---
schema: foundry-doc-v1
title: "Nightly Datagraph rebuild"
slug: nightly-datagraph-rebuild
category: substrate
type: concept
content_type: topic
status: stub
short_description: "The scheduled process that reconstructs the platform's knowledge graph from canonical flat-file sources each night, producing a fresh queryable substrate from deterministic inputs without AI involvement."
bcsc_class: public-disclosure-safe
last_edited: 2026-05-18
editor: pointsav-engineering
paired_with: nightly-datagraph-rebuild.es.md
---

The nightly datagraph rebuild is the scheduled pipeline that reconstructs the platform's full knowledge graph from its canonical flat-file sources. Every graph-queryable relationship — entity links, [[service-extraction|extraction outputs]], [[worm-ledger-architecture|ledger entries]], and [[location-intelligence-substrate|location intelligence indexes]] — is derived from the same deterministic inputs each cycle. The result is a fresh, stable snapshot available to all query consumers at the start of each operating day.

## Key Takeaways

- The graph is rebuilt from flat-file sources nightly, not maintained by continuous mutation. Consumers read a stable snapshot, not a live partially-constructed graph.
- Every rebuild cycle can be replicated from archived flat files. The same inputs produce the same graph — no AI inference, no probabilistic classification.
- The rebuild pattern enforces [SYS-ADR-07](governance/architecture-decisions) compliance: structured entity data is produced by deterministic rules, not AI model outputs.
- Each cycle compounds the prior cycle. Newly committed records extend the graph; no record is removed. The [[compounding-substrate]] mechanism means the graph grows monotonically accurate over time.

## Purpose

The rebuild pattern ensures that the queryable substrate reflects the committed state of the canonical record, not accumulated in-memory drift. Any single run can be replicated from the archived flat files.

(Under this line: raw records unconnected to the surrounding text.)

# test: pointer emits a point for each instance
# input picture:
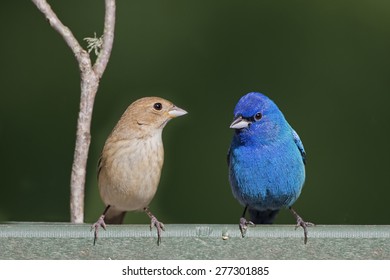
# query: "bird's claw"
(159, 226)
(244, 225)
(99, 223)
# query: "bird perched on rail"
(266, 161)
(130, 165)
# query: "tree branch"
(90, 77)
(108, 38)
(81, 55)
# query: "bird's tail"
(114, 216)
(263, 217)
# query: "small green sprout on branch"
(94, 44)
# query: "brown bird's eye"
(258, 116)
(157, 106)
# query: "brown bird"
(130, 165)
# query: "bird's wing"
(299, 144)
(228, 157)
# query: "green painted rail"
(69, 241)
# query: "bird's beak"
(239, 123)
(176, 112)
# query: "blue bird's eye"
(258, 116)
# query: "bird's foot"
(159, 226)
(302, 223)
(244, 225)
(99, 223)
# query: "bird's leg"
(99, 223)
(155, 223)
(301, 223)
(244, 223)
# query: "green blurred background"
(325, 63)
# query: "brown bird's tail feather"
(114, 216)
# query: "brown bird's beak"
(176, 112)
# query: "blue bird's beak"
(239, 123)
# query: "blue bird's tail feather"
(263, 217)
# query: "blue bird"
(266, 161)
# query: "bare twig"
(90, 77)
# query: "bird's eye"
(157, 106)
(258, 116)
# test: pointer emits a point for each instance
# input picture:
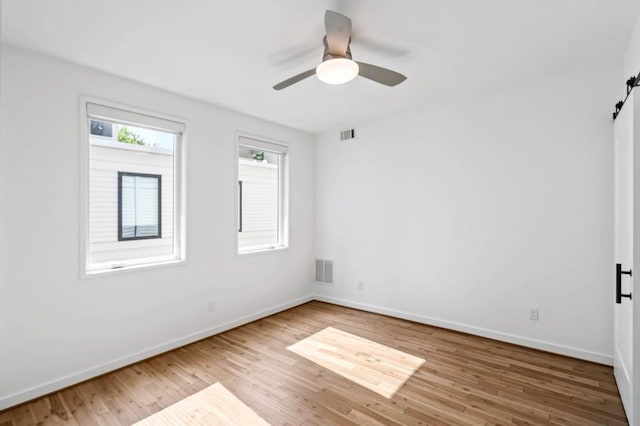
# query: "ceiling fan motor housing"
(328, 55)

The pipeline runs without AI inference. Relationships are computed by deterministic extraction rules and schema-driven joins, not by probabilistic classification. This is the SYS-ADR-07 enforcement boundary: structured graph data is a computed product of deterministic rules applied to verified records, not a model-generated artefact.

## Pipeline stages

The rebuild pipeline follows a fixed sequence:

1. **Ledger snapshot** — reads the current committed state of all [[worm-ledger-design|WORM ledger]] segments. The ledger is append-only; the snapshot is the complete history as of the scheduled start time.
2. **Extraction pass** — [[service-extraction|service-extraction]] runs its deterministic entity-recognition rules against the snapshot, producing entity records for persons, organisations, assets, and events.
3. **Schema-driven joins** — entity records are joined against the canonical taxonomy and location intelligence indexes using explicit foreign-key relationships. No fuzzy matching at this stage.
4. **Graph construction** — joined records are assembled into the queryable graph substrate consumed by [[service-content|service-content]] and the [[doorman-protocol|Doorman inference layer]].
5. **Swap** — the completed graph replaces the prior snapshot atomically. Query consumers switch to the new version at the next request after the swap.

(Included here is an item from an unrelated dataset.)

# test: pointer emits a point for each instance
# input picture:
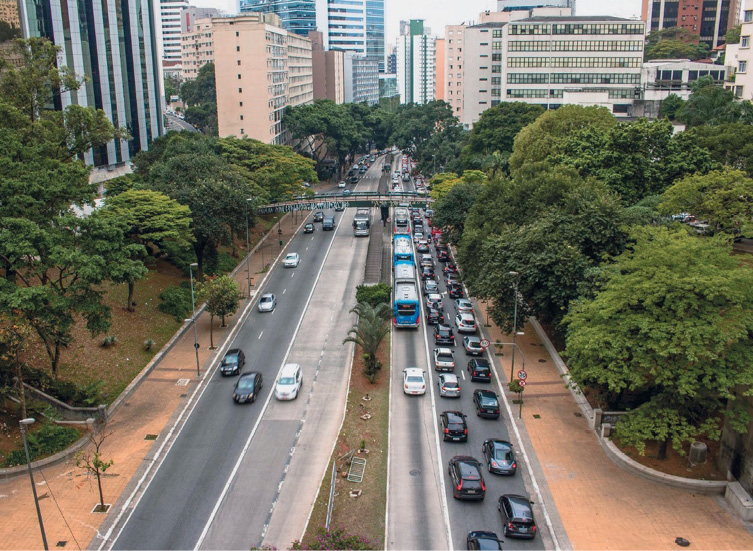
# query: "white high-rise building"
(416, 64)
(170, 18)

## Position in the substrate stack

The nightly rebuild sits between the [[worm-ledger-design|WORM ledger]] (which accumulates append-only writes during the day) and the query-serving tier (which reads the most recently completed graph). Consumers of the [[knowledge-graph-grounded-apprenticeship|knowledge graph]] always read a stable snapshot, not a partially-constructed graph.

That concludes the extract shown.